LA FLOR (Mariano Llinas, 6 mar, 20 mar, 27 mar et 3 avr) LLLL
La Flor est un multi-film de 13h30, diffusé en salles en 4 parties, et comprenant en réalité six épisodes. Chaque épisode a son style particulier : la série B d'angoisse (et d'archéologie hantée), le drame conjugal et musical (avec méduse et scorpions), l'espionnage (avec une inspiration sans borne et une voix off particulièrement déchaînée), un film dans le film (le seul épisode qui aurait gagné à être réduit), un hommage à Renoir en grande partie muet, et une aventure dans le désert muette avec intertitres filmée comme à travers des toiles peintes (un joli bouquet final). Chaque épisode est indépendant des autres, mais fait intervenir, à une exception près, le même extraordinaire quatuor d'actrices (Elisa Carricajo, Valeria Correa, Pilar Gamboa, Laura Paredes) qui changent donc de personnages à chaque épisode avec gourmandise. Le tout est un festival de cinéma à lui tout seul, à l'ambition rare, et avec une grande générosité envers le spectateur : ce n'est pas un exercice de style avant-gardiste, c'est plutôt un bouillon de narrations échevelées, comme un pied de nez du cinéma aux séries contemporaines (bien plus normées). S'il fallait donner une idée, on le rapprochera donc davantage d'un Raoul Ruiz (Les Mystères de Lisbonne) que de Miguel Gomes (Les Mille et une nuits). Même le générique final a un intérêt, et est même... renversant !

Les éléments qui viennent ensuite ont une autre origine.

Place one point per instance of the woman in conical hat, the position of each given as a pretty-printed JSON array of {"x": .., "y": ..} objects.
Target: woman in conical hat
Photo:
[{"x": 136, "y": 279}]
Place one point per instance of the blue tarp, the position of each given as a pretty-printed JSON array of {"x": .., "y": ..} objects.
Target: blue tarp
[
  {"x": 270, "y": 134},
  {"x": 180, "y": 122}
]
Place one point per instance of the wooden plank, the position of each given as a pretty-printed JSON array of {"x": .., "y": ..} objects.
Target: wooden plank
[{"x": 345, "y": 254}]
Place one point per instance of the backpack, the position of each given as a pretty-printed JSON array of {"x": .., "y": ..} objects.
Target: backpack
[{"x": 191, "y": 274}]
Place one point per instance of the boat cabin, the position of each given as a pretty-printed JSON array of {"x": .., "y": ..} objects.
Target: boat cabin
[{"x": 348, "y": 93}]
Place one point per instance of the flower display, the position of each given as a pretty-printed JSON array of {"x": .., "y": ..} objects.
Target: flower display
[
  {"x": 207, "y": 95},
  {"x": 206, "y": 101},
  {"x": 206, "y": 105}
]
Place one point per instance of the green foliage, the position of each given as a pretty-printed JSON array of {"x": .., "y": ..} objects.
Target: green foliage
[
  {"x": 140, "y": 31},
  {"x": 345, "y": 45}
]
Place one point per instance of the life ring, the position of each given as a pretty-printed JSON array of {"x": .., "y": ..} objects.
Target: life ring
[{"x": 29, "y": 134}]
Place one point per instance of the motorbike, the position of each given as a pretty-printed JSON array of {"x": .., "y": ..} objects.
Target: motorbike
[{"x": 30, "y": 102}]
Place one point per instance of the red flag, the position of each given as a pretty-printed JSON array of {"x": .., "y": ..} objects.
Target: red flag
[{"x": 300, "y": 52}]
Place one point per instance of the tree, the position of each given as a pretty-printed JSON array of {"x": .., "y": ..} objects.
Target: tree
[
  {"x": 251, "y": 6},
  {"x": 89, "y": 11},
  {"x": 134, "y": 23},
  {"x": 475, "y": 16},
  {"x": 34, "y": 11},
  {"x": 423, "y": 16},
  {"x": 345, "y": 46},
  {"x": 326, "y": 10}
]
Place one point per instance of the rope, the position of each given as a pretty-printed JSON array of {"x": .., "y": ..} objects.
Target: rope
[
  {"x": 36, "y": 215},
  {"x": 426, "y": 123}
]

LES ETERNELS (Jia Zhang-Ke, 27 fév) LLL
C'est le dernier film de la compétition cannoise 2018 à être arrivé sur nos écrans, mais pas le moindre. Jia Zhang-Ke continue d'interroger les mutations de la Chine contemporaine. Il ose une fresque romanesque qui court sur près de 20 ans (de 2001 à aujourd'hui) et suit le destin d'un personnage féminin haut en couleurs (interprétation de haute volée de Zhao Tao). Au départ, Qiao est une fille de mineur et la petite amie de Bin, un petit chef de la pègre locale (le jiang hu, dont elle ne fait pas partie, mais dont elle partage certaines démonstrations du code d'honneur). Plus tard, elle sera amenée à se servir d'une arme et à en payer le prix... Dès lors, rien ne sera plus comme avant. Avec notamment des ellipses cinglantes et un grand travail historique et géographique, le cinéaste livre un grand film sur la transmission (certaines scènes de la fin entretenant un écho non dénué d'amertume avec celles du début), mais aussi sur la façon dont certains membres de la pègre sont devenus avec aisance des capitalistes respectables en col blanc, l'honneur s'étant plus ou moins perdu en cours de route...

SIBEL (Cagla Zenciri, Guillaume Giovanetti, 6 mar) LLL
Dans une vallée proche de la mer Noire en Turquie, les réseaux de communication moderne ne marchent pas ou peu, et pour communiquer d'une plantation à l'autre, les habitants utilisent une langue sifflée qui se transmet depuis des générations. C'est le seul langage que peut utiliser Sibel, une jeune femme muette de 25 ans et par ailleurs fille du maire. Pour se faire accepter, elle tente de chasser le loup qui rôde paraît-il dans la forêt alentour qu'elle connaît comme sa poche. Mais elle y fera une autre rencontre, musclée, celle d'un déserteur qu'elle va soigner et cacher... Bien sûr le film va tourner autour du courage, politique, de la jeune femme et du combat pour son émancipation à l'intérieur d'une société traditionnelle. Mais ce matériau est transcendé par la forme, qui rend ce conte constamment captivant. Damla Sönmez, qui interprète le rôle principal, est une vedette dans son pays, et le moins qu'on puisse dire, c'est qu'on comprend pourquoi...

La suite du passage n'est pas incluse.